Most laminate floors are installed using a floating floor system, in which the planks are secured to each other without being directly attached to the subfloor. A padded underlayment may be placed on top of the planks, which helps to reduce noise and protect the subfloor from moisture.
Carpet is a soft floor covering that provides warmth and comfort underfoot. It can also offer thermal insulation and improve noise reduction, making it a popular choice for bedrooms and living rooms. Carpeting is typically made from fibers that are woven or tufted together to create a soft surface and can be made with either natural or synthetic materials. The type of fiber used to make the carpet can determine its color, durability and overall quality.
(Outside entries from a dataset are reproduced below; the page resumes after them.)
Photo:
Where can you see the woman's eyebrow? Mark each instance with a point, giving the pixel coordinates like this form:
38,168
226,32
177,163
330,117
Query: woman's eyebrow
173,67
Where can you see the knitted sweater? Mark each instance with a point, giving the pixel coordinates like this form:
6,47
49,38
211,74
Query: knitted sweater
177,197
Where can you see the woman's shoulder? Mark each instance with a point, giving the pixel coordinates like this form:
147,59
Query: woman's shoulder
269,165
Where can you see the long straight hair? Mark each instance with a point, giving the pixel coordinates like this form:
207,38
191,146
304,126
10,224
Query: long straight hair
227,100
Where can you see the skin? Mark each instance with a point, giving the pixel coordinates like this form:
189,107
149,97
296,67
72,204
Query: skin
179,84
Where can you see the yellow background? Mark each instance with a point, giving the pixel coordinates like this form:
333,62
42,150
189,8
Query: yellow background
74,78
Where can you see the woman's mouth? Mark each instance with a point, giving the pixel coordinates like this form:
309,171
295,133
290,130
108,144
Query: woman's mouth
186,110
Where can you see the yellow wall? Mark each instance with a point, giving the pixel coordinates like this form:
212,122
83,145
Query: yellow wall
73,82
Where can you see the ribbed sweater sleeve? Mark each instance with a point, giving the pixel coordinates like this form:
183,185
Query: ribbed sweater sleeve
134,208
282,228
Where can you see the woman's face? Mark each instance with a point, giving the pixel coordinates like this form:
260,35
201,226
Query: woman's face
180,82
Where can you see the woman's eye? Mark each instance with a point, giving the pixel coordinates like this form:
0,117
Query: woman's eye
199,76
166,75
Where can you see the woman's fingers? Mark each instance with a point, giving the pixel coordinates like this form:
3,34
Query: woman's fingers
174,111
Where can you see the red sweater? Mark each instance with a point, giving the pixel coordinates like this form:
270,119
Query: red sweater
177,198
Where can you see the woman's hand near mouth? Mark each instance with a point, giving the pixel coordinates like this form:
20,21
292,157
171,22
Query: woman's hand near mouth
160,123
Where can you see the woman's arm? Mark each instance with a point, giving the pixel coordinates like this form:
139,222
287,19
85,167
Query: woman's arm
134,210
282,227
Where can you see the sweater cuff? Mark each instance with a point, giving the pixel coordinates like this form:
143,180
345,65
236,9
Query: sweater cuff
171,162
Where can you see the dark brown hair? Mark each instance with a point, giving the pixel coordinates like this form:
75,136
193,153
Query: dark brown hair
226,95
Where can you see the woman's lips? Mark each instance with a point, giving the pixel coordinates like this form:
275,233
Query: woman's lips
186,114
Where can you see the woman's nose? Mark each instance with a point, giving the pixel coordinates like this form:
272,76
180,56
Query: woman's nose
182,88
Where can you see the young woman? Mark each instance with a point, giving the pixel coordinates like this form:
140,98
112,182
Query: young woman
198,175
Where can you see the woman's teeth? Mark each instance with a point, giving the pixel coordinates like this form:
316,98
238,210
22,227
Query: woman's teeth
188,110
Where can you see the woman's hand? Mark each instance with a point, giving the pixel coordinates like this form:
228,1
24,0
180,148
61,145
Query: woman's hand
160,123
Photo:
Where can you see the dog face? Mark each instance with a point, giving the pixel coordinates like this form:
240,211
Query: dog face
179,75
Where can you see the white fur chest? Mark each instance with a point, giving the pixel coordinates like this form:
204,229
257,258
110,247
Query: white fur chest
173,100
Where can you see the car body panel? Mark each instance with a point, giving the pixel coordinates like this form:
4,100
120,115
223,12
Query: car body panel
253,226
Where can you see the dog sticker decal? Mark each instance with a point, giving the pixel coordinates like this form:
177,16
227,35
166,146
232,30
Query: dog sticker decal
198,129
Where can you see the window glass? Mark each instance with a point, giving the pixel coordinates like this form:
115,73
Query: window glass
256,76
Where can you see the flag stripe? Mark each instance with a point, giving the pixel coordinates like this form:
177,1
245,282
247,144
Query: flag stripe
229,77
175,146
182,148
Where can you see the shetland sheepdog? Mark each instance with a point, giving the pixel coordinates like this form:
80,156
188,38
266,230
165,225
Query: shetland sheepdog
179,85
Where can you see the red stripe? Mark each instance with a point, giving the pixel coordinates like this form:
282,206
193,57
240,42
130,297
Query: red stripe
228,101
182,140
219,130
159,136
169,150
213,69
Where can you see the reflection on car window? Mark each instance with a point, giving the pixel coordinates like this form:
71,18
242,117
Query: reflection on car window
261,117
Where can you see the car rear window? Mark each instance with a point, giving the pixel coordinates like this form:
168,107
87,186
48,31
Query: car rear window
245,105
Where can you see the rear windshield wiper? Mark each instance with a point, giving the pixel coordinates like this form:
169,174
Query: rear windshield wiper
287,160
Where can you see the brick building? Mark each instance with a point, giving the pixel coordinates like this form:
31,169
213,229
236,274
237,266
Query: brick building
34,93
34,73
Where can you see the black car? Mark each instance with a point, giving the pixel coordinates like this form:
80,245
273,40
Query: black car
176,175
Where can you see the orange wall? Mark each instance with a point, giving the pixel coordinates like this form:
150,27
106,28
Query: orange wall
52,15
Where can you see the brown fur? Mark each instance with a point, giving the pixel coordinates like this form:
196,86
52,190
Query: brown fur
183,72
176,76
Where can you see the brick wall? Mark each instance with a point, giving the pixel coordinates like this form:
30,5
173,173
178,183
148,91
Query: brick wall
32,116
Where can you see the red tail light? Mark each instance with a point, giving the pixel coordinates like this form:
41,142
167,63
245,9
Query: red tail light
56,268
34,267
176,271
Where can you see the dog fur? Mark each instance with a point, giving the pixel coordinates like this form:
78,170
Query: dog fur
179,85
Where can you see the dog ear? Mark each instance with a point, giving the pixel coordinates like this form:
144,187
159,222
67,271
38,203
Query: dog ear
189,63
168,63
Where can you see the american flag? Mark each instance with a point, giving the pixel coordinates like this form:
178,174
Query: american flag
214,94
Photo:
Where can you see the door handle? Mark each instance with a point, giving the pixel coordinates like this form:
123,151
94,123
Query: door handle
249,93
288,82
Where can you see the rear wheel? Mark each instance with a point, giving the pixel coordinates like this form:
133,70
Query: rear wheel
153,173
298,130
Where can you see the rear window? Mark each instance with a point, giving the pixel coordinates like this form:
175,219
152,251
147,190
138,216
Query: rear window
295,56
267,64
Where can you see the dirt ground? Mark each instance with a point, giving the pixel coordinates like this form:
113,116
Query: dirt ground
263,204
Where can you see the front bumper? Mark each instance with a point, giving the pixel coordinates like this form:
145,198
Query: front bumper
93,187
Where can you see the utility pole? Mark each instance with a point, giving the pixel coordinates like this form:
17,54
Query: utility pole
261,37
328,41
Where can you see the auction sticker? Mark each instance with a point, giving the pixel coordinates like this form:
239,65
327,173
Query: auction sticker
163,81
There are several different types of carpeting available, including nylon, polyester and polypropylene. Nylon is the most popular synthetic carpet fiber, as it offers superior performance in appearance retention, fade and heat resistance, soil and stain resistance and color stability. Other natural fibers, such as sisal and seagrass, can provide a more unique look and are often more sustainable than synthetic options.
Tufted carpets have their pile injected with a tufting gun into a primary backing material and then bonded to a secondary backing consisting of either hessian or a manmade alternative that adds strength and stability to the carpet. There are also woven carpets, such as kilim, soumak and ingrain. These are created by interlocking warp (vertical) and weft (horizontal) threads.
Tufted and woven carpets come in a variety of pile heights, with shag being the most popular in the past. Nowadays, low-profile pile carpets are a more common option as they hold up better to foot traffic and are easier to clean. Carpeting can also be found in a variety of textures, from short, snaggy fibers to long, lush fibers that are perfect for creating a luxurious feel and adding depth to the room.